OK, full disclosure: this is the venerable old Revell kit, which is marketed as the Massachusetts but is really closest to the Alabama. I chose to go in yet another direction and make it into a rough representation of the Indiana, BB 58. The kit can serve in a general way for any of those three ships; it would take a little more effort to turn it into the lead ship of the class, the South Dakota, since that ship mounted a reduced number of 5" DP weapons (8 double turrets vs. 10 on the later three ships.)
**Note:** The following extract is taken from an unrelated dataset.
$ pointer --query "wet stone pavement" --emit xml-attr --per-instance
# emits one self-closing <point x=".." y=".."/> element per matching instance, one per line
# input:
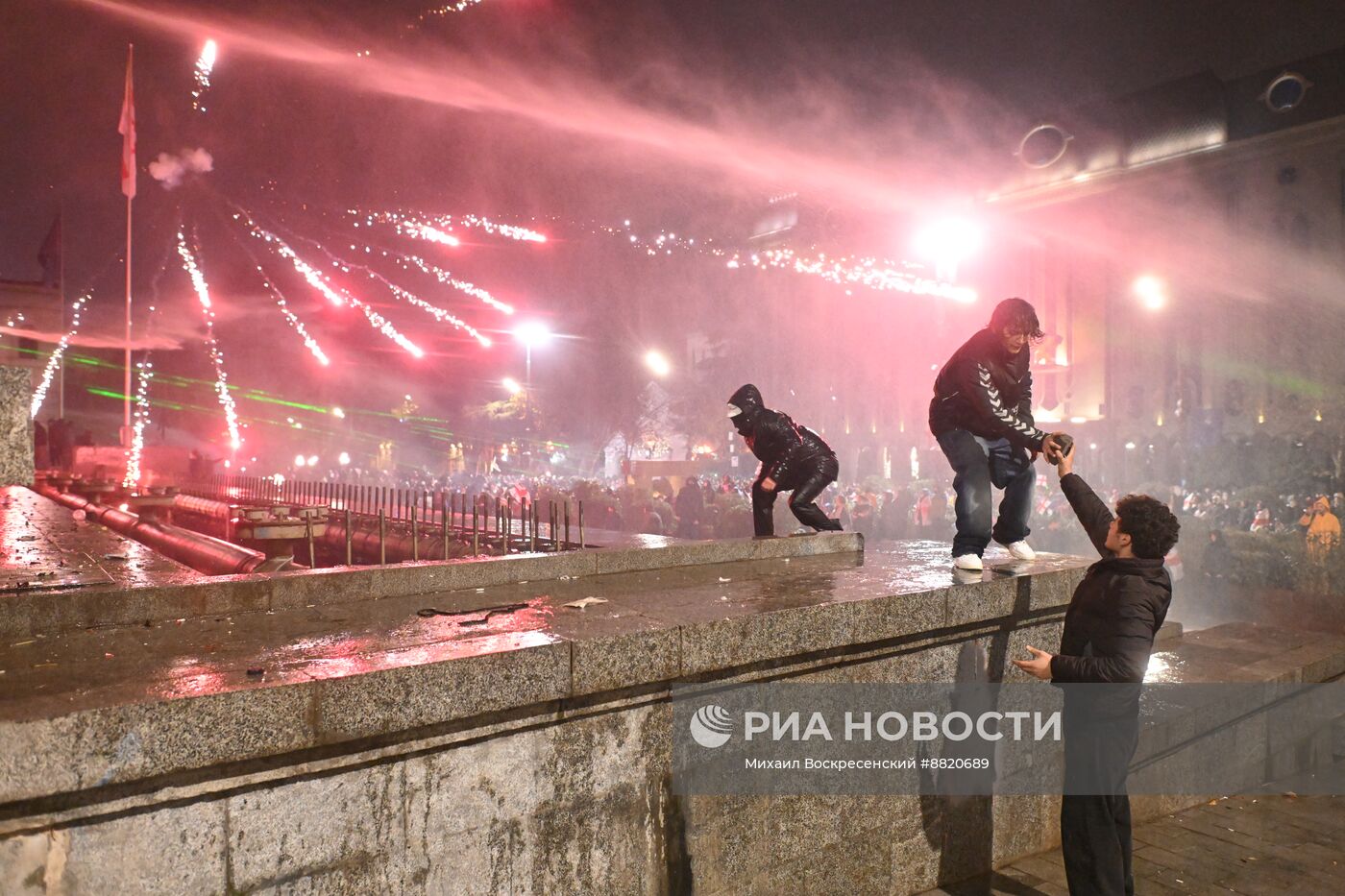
<point x="43" y="546"/>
The Indiana wore four camouflage schemes in her career - a measure 12 or 15 scheme early in the war, followed by the two-tone measure 22. In 1943-44, alone among the South Dakota class, the Indiana adopted a complex measure 32 disruptive scheme. Following a collision with the USS Washington, the Indiana underwent extensive repairs and re-emerged from the yards once again in measure 22. It appears she finished the war in this scheme, as Squadron Signal's "US Battleships in Action Part 2" includes a picture of the Indiana in February 1946 pretty clearly in measure 22. That's the scheme I used - my idea is to show the Indiana after the war, before she went into mothballs.
I did the decks in natural wood; I'm not a big fan of deck blue, as I find it is usually a little too effective as camouflage on a model and can obscure a lot of detail. Some other photos I've seen of the fast battleships after the war suggest that the blue may have been taken off the decks after V-J day and the pre-war natural wood allowed to re-emerge. In any case, that's the look I prefer.
I'm building a Hasegawa 1/700 South Dakota right now, and it's definitely a superior kit to the older Revell offering. But the old kits are fun - this is one I remember building as a kid.